The move follows President Joe Biden’s executive order last year to raise the minimum wage for federal firefighters to $15 an hour. And it is implementing provisions from last year’s infrastructure bill designed to help hire and retain firefighters, including $600 million in one-time funding for pay increases.

Biden said financing long-term wage increases remains a priority as climate change makes the US West hotter, drier and more prone to wildfires.

“I will do everything in my power, including working with Congress to secure long-term funding so that these heroes continue to receive the pay and dignity they deserve,” he said in a statement.

While officials say it’s an imperfect figure, the backlog of requests for personnel for major wildfires — or “unable to fulfill orders” — points to growing problems: In 2019, the National Interagency Fire Center was unable to mobilize teams to fight wildfires 92 times. on demand. In 2020, 339 crew mobilization orders failed to be fulfilled. And last year, 1858 orders to mobilize crews failed to be fulfilled.

Ken Schmid, an operations specialist at the National Interagency Fire Center, said the “failure to complete” orders reflected staffing needs but could also depend on geography or time of year, especially during the months when agencies dedicate personnel to training or other high-priority work. .

“It comes down to the fact that we have more large fires and incident response teams to try to contain them than we have people,” said Grant Beebe, a former smoker and assistant director of the Bureau of Land Management. fire and aviation.

Members of the Grassroots Wildland Firefighters, an advocacy group, say a pay raise is long overdue. However, they warn that without permanent promotions, some of the most experienced firefighters in the country, including hotheads, smoke jumpers and helicopter crews, could leave to work elsewhere.

“You can go to Whole Foods and start at $16 an hour with a $1,000 signing bonus. It’s just that the job market is tight right now,” Golden, a former firefighter, said.

In addition to competition from retail employers, federal agencies also compete with state and local departments, which can pay more, offer more full-time jobs, and better benefits.

Intermediate federal firefighters currently receive about half the salary of third-year firefighters hired by the California Department of Forestry and Fire Protection, according to an analysis by Grassroots Wildland Firefighters.
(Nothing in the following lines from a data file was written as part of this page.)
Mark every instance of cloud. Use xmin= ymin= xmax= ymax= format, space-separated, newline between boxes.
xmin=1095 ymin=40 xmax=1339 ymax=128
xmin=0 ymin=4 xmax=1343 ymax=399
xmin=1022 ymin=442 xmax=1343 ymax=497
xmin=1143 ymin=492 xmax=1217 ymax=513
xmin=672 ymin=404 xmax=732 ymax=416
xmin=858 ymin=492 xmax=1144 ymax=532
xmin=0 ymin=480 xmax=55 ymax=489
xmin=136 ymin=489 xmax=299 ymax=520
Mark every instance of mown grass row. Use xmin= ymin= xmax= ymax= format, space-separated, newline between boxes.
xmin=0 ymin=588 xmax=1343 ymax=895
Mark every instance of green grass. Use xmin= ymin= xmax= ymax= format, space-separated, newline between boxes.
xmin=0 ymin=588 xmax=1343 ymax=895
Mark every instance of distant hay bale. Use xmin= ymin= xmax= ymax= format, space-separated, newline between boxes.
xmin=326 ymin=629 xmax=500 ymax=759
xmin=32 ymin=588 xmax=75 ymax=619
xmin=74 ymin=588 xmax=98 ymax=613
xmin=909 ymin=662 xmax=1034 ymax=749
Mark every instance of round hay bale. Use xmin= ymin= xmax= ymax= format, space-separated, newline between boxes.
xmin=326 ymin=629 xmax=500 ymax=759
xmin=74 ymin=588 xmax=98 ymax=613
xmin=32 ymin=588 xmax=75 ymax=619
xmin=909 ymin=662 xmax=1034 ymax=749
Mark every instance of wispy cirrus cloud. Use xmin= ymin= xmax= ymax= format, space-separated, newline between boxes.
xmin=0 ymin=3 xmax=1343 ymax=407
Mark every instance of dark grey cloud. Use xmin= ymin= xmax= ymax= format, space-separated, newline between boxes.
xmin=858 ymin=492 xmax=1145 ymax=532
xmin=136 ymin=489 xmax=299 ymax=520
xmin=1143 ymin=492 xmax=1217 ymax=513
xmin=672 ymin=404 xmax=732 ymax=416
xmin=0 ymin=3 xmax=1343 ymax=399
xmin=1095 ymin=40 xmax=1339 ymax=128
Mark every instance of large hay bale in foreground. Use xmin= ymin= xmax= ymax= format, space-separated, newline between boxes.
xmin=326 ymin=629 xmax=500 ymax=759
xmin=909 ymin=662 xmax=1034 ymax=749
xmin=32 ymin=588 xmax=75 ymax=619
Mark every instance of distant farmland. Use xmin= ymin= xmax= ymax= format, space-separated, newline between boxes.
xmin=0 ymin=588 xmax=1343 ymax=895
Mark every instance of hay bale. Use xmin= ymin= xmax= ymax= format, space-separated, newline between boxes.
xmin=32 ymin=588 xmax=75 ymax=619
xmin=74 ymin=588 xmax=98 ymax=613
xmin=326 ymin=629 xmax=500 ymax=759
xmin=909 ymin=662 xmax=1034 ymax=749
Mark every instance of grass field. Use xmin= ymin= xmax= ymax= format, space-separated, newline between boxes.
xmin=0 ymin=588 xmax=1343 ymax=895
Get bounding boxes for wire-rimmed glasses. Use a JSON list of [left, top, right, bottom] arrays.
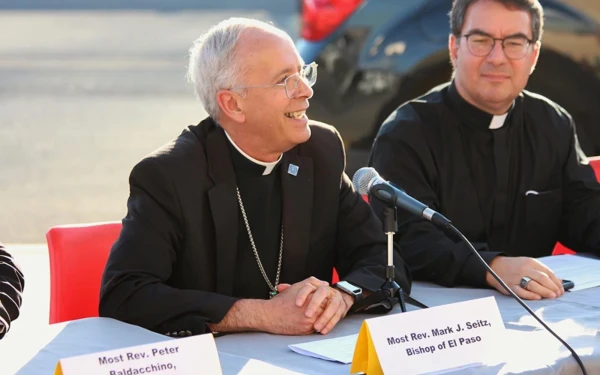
[[461, 34, 533, 60], [231, 62, 317, 99]]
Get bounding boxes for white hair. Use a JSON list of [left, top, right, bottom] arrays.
[[187, 18, 289, 120]]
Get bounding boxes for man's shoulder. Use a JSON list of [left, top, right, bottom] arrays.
[[378, 83, 449, 137], [308, 120, 340, 142], [521, 90, 571, 121], [139, 120, 212, 167]]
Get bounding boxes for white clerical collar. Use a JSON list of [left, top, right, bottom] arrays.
[[489, 112, 508, 130], [223, 129, 283, 176]]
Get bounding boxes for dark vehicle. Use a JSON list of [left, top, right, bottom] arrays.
[[296, 0, 600, 176]]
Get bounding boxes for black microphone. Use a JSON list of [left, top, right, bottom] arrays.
[[352, 167, 450, 228], [352, 167, 587, 375]]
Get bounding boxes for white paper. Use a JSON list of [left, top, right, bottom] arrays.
[[538, 254, 600, 292], [365, 297, 506, 375], [60, 333, 223, 375], [238, 359, 302, 375], [289, 334, 358, 364]]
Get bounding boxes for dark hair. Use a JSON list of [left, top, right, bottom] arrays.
[[449, 0, 544, 42]]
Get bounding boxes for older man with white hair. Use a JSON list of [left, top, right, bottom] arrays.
[[100, 18, 411, 336]]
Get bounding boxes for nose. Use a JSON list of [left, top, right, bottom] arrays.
[[295, 78, 315, 99], [487, 41, 506, 64]]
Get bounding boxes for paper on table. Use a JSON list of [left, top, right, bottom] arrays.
[[238, 359, 302, 375], [538, 254, 600, 292], [289, 334, 358, 364]]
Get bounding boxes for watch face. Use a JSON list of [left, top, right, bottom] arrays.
[[336, 281, 362, 295]]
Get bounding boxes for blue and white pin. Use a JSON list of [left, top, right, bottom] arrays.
[[288, 163, 300, 176]]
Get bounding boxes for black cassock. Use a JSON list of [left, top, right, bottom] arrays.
[[369, 82, 600, 286]]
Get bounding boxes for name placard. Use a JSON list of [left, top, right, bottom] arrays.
[[350, 297, 505, 375], [54, 333, 223, 375]]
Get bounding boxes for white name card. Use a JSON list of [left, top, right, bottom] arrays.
[[54, 333, 223, 375], [351, 297, 505, 375]]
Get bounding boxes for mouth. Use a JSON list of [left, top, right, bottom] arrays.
[[482, 74, 509, 81], [285, 110, 306, 120]]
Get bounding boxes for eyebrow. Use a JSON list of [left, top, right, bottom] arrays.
[[465, 29, 531, 40]]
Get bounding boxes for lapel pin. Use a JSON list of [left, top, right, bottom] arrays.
[[288, 163, 300, 176]]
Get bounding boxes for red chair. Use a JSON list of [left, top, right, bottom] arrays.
[[46, 222, 121, 324], [552, 156, 600, 255]]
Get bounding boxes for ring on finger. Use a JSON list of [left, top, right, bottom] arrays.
[[519, 276, 531, 289]]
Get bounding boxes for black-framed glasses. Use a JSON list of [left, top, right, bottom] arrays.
[[231, 62, 317, 99], [461, 34, 533, 60]]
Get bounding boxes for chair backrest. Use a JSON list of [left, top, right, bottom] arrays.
[[552, 156, 600, 255], [46, 222, 121, 324]]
Emergency commanders working for federal agencies can receive as little as one quarter of the salary of entry-level municipal firefighters working on the same fire.

The increase in pay and the creation of a new job classification that will allow more firefighters to be hired for year-round positions will narrow the gap between wages and benefits for federal firefighters and their state and local counterparts, federal officials said.

In a newsletter released this week, they say they expect the changes announced Tuesday to help fire agencies hire more workers and create career opportunities for those already in the job. Both, officials say, should reduce layoff rates for qualified firefighters who have gone to other departments or industries.

Land administration agencies, primarily the US Forest Service and the Bureau of Land Management, are hoping to hire more than 30,000 firefighters during peak season this summer and have been working on recruiting new employees throughout the spring.

But last month the Forest Service said the staffing rate was 90% overall, but only 50% in some fire-prone regions, including California, Oregon and Washington.

Randy Erwin, president of the union that represents the majority of federal wildfires, said recruiting and retaining staff this year has been especially difficult in the midst of fire season. He expects the pay increase to help agencies fill their firefighter ranks.

“Firefighters simply couldn’t make ends meet on the hopelessly low salaries offered by federal agencies, so jobs became very difficult to fill,” he said in a statement.

Brad Hershbein, senior economist at the WE Upjohn Institute for Employment Research, said there was little sign of a reduction in competition for workers or a slowdown in hiring. While the job market remains tight, he said private-sector employers have recovered to pre-pandemic levels to a greater extent than public-sector employers, such as federal agencies that hire firefighters.